Link to Pubmed Publications

University of Louisiana at Monroe, College of Pharmacy


Project Title

Epigenetic Effects of Ceramide Glycosylation and Drug-Resistant Cancer Stem Cell


Mentor

S. Michael Jazwinski, Ph.D., Tulane University School of Medicine, Center for Aging



Funding Period

Project R6 (Sept 1, 2006 - April 30, 2012)


Abstract


Acquired drug resistance with metastasis causes cancer chemotherapy failure. Anticancer drugs kill large populations of cancer cells; however, epigenetic effects of these drugs drive a small fraction of cells to resistance. Resistance to adverse factors is a characteristic of stem cells, but aggravated behaviors in chemo-refractory cancers indicate these incurable cancers are generated from a particular subtype of stem cells, drug resistant cancer stem cell (DR-CSC). It is hypothesized that epigenetic effect of anticancer drugs induces the formation of drug-resistant cancer stem cell; this unrecognized subtype of CSCs generates an aggressive and incurable cancer, and consequently results in treatment failure. Three specific aims will be used to test these hypotheses in cell and animal models of breast cancer. Specific aim 1) is to isolate and identify drug-resistant breast cancer stem cell (DR-BCSC) from cancer cells treated with anticancer drugs; aim 2) is to induce DR-BCSC in mammary tumor in vivo; aim 3) is to examine epigenetic mechanisms underlying the formation of DR-BCSC in cells and animal models.

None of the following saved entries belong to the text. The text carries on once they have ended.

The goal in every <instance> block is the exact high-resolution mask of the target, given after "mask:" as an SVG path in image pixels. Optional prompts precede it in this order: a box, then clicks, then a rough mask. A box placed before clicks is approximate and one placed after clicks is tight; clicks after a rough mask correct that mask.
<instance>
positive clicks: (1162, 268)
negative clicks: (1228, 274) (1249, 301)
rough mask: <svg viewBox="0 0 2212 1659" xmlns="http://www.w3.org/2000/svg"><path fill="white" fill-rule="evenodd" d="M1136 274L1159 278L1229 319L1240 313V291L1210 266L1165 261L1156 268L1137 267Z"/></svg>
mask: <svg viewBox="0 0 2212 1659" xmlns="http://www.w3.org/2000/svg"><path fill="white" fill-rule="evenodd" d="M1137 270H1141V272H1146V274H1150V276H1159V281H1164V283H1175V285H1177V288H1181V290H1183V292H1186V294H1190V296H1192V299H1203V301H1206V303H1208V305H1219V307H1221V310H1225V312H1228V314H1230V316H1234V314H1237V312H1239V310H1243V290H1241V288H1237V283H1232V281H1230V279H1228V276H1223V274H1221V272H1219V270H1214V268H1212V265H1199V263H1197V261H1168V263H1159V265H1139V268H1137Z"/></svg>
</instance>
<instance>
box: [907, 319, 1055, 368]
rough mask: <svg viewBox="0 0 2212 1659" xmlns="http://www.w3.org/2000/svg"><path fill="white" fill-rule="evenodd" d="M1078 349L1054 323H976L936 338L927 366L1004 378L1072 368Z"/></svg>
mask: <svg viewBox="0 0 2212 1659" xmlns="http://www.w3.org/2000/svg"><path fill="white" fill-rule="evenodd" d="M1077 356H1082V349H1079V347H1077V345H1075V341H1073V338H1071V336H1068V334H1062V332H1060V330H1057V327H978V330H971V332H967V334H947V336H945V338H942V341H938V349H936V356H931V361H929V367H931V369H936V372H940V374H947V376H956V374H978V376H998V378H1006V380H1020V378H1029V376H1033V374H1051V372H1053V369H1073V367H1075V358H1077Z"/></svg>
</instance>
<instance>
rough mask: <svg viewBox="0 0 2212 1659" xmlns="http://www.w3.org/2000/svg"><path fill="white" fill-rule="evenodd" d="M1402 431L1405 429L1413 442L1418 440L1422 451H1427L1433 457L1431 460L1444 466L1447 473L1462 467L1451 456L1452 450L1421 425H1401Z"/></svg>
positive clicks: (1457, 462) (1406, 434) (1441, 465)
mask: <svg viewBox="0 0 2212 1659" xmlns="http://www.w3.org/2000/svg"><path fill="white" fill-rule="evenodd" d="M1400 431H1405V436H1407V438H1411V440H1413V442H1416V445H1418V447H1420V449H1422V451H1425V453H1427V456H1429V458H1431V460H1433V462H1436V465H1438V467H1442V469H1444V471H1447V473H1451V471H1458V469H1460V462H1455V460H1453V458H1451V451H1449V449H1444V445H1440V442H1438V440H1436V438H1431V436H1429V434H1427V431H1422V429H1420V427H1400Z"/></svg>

Preliminary studies show that doxorubicin (Dox) exposure promotes the generation of CD44+/MDR1+/SSEA-3+ cells that display aggressive drug resistance; silencing glucosylceramide synthase (GCS) gene, that regulates ceramide glycosylation and glycosphingolipid synthesis, eliminates drug-resistant tumor formation in vivo. To verify these findings, DR-BCSC cells will be isolated from other Dox-resistant cell lines of breast cancer. Stemness of DR-BCSC will be examined using assays of colony formation, tumor formation, angiogenesis, and migration. Inducing DR-BCSC in vivo can provide direct evidence of the significance of DR-BCSC on cancer treatment. Low-dose and long-term treatment with Dox will be used to induce DR-BCSC in mice with spontaneous breast adenocarcinoma (Brca1-/-;p53-/-). Mechanisms of Dox impact on DR-BCSC formation will be examined in cell and mouse models. It will show the regulatory roles of glycosphingolipid-enriched microdomains, rafts, oncogenes (c-ras, c-src), Wtn and Notch on DR-BCSC genesis and progression. Completion of this project will help determine how chemo-refractory tumor prompts cancer death. Silencing of genes that regulates DR-BCSC will investigate a novel therapeutic approach to eliminate incurable breast cancer.